<svg width="340" height="350" version="1.1" xmlns="http://www.w3.org/2000/svg" style="border-style:solid;"> <rect x="50" y="50" width="100" height="100" stroke="#000" fill="red" /> <rect x="50" y="50" width="100" height="100" stroke="#000" fill="green" transform="scale(0.5)" /> <rect x="50" y="50" width="100" height="100" stroke="#000" fill="blue" transform="scale(2)" /> <rect x="50" y="50" width="100" height="100" stroke="#000" fill="yellow" transform="scale(0.5 2)" /> </svg>
The scale transform changes the size of an element. The syntax of the scale transform is shown below.
transform="scale(x, y)"
scale takes two parameters, the factor by which to scale the element on the x axis, and the factor by which to scale the element on the y axis. If one parameter is omitted, then both axis will be scaled by the single factor provided. The factors are interpreted as the ratio of the transformed dimension to the original. For example, 0.5 shrinks the axis by 50%.

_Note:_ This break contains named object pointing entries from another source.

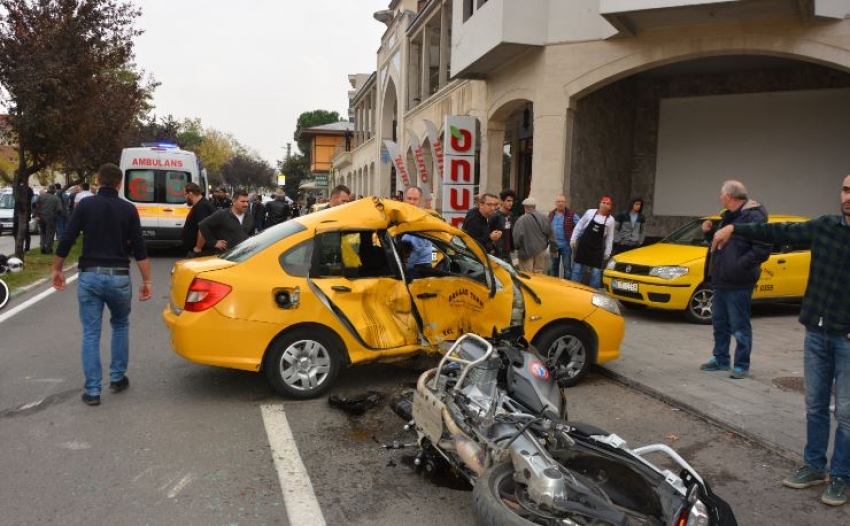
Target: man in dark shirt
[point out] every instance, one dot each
(277, 210)
(220, 200)
(478, 225)
(825, 314)
(201, 209)
(110, 228)
(226, 228)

In the example shown above, all squares have the same x and y axis locations and the same width and height dimensions. The red square has no transform applied. The green square uses the scale transform with a single parameter of 0.5. Note that not only does the scale parameter scale the element, it also scales the position of the element. In other words, the green square can be considered to be on its own layer with axis scaled to 0.5.
The blue square uses the scale transform with a single parameter of 2. Note again that the scale parameter scales the position of the element. The yellow square uses the scale transform with a parameter of 0.5 for the x axis and 2 for the y axis. Note that not only is the location of the element scaled, but the width's of the borders are also scaled.